David Cameron's efforts with postal voters appear not to have significantly influenced the result of the May 2014 European Parliamentary elections, since the UK Independence Party topped the poll with 26.6% of the national vote and won 24 seats overall. Labour came second with 24.4% of the vote and 20 seats, ahead of the Tories with 23.1% and 19 seats.[4]

Stolen ballot papers

In April 2015 a van, containing more than 200,000 ballot papers that were being taken to two constituencies - Hastings and Rye and Eastbourne - ahead of voting in the General Election on 7 May 2015, was stolen.[5] In March 2017, a commentator remarked:

"You’d think that when the Police in 2017 are investigating the Tory Party in more than 2 dozen constituencies concerning 2015 election irregularities, that a van with 200,000 ballot papers on board, destined for East Sussex being stolen from a street in East London in the same year 2015, might be seen as being a little suspicious?
"It seems a wee bit strange that there’s nothing in the press or on the net as to the outcome of the investigation into 'a white Mercedes Benz Sprinter registration KN64 UPD with 200,000 Ballot Papers having been stolen in 2015 ever being recovered.' Unless of course someone knows different!"[6]

Copeland concerns

In March 2017 concerns were raised by a firm of electoral analysts about the apparent unlawfulness of the conduct of the 2017 Copeland by-election last week – and subsequently, video footage in which a BBC reporter talked about the ‘unusual’ handling of the trays used for ballot papers and separate footage in which BBC Question Time host David Dimbleby announced that Labour had held Copeland then quickly retracted it.

The figure of 9,000 is broadly in line with that reported for the 2015 by-election, in spite of what is later confirmed as the lower turnout in 2017. As the BBC’s Tom Bateman observed around 3am, the voting trays were still empty. An eyewitness at the scene reports that reports were circulating that Labour were ahead – until ‘boxes of postal votes arrived‘ at 1am. Sky’s Boadle knew at least roughly how many postal votes had been cast before midnight and pictures were taken earlier in the evening of paper bags of postal votes waiting to be counted, as this photograph from a Daily Express page covering the by-election showed:

So why were boxes of postal votes arriving at 1am – long after Dimbleby and others were reporting a Labour hold? These late-arriving votes are extremely unlikely to be postal votes handed in at polling stations on the day – in the 2015 General Election, the total number of postal votes handed in was just 157 – such votes are counted and recorded separately, so the exact figure is known for 2015.

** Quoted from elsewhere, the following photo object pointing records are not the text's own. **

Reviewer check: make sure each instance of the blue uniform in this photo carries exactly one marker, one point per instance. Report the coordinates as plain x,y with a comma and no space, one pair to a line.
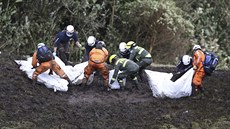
63,39
88,49
62,43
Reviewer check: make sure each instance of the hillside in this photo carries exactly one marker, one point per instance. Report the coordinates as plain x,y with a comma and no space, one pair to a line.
24,106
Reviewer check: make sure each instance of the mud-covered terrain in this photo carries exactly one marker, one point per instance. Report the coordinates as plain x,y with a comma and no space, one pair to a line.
24,106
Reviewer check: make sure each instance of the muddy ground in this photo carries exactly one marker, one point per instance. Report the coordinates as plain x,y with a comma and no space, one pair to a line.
24,106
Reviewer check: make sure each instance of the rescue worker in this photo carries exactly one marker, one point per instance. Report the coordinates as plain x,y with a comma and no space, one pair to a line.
127,68
91,43
183,66
44,57
62,43
123,52
198,59
185,63
141,56
97,59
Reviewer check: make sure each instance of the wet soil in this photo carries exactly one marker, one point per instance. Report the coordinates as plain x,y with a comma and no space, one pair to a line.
24,106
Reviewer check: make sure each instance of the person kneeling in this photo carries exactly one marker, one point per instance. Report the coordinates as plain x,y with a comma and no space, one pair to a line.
44,57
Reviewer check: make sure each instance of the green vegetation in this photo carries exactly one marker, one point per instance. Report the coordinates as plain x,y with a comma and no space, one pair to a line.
166,28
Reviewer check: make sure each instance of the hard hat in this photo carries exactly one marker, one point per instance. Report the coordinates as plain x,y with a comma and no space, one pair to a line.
130,44
41,45
91,40
122,47
195,47
111,58
69,30
186,59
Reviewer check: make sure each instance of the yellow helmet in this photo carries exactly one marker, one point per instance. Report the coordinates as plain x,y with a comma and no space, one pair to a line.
130,44
111,58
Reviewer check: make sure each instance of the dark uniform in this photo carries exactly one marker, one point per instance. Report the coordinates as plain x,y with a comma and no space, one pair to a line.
127,68
125,54
142,57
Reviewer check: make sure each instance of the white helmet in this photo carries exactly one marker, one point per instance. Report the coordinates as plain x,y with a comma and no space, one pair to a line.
195,47
91,40
186,59
41,45
122,47
69,30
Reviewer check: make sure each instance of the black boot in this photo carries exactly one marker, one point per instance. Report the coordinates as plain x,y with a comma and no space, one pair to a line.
121,83
136,83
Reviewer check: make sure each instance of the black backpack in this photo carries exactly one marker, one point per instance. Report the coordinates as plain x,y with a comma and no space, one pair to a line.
44,54
210,62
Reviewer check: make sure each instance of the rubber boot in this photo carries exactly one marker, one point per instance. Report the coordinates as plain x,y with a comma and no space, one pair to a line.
84,81
106,85
122,85
136,83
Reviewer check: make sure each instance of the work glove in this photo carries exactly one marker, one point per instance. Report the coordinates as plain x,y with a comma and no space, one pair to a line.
78,45
194,67
34,67
34,81
54,53
111,82
51,72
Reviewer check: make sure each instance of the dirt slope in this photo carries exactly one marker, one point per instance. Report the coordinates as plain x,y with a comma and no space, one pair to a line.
23,106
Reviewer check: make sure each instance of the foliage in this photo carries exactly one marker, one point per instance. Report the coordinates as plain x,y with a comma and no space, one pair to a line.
157,25
161,26
211,20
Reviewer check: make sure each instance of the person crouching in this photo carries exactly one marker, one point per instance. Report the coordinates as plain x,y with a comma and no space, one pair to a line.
44,57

But, significantly, not yet for 2017. The number of postal votes – indicated approximately by Sky’s Tom Boadle above – was about the same as the number returned in the 2015 General Election, which had a significantly higher turnout (2015 63.8% v 51.4% 2017). Even though postal vote ‘turnout’ might hold up better at a by-election than in-person votes, in the context of the ‘unusual’ behaviour commented on by Bateman, it’s a cause for concern that merits investigation.

Links to Lilley

The SKWAWKBOX has been advised that IDOX, an electoral services company of which senior Tory MP Peter Lilley is a director, ran the election on behalf of the local authority. The SKWAWKBOX contacted IDOX today, but a spokeswoman advised she was not permitted to confirm and only the local authority could do so.

So, we now have a situation in which:

  • BBC and other announcers said Labour had held Copeland; others report it as ‘too close to call’.
  • the BBC reporter on the scene commented on the ‘unusual’ emptiness of the ballot trays and absence from view of the cast, counted ballots.
  • a figure of 9,000 was given for the total number of postal votes before midnight on election day.
  • postal votes were photographed in bags already at the venue waiting to be counted.
  • over an hour later, at 1am, large quantites of supposed postal votes in boxes turn up at the venue to be counted.
  • just after 3am on the 24th, Tory candidate Trudy Harrison is announced the winner of the Copeland by-election by just a whisker below 7 full percentage points, or 2,147 votes out of just over 31,000, which is not really ‘too close to call’, let alone a ‘Labour hold’.[7]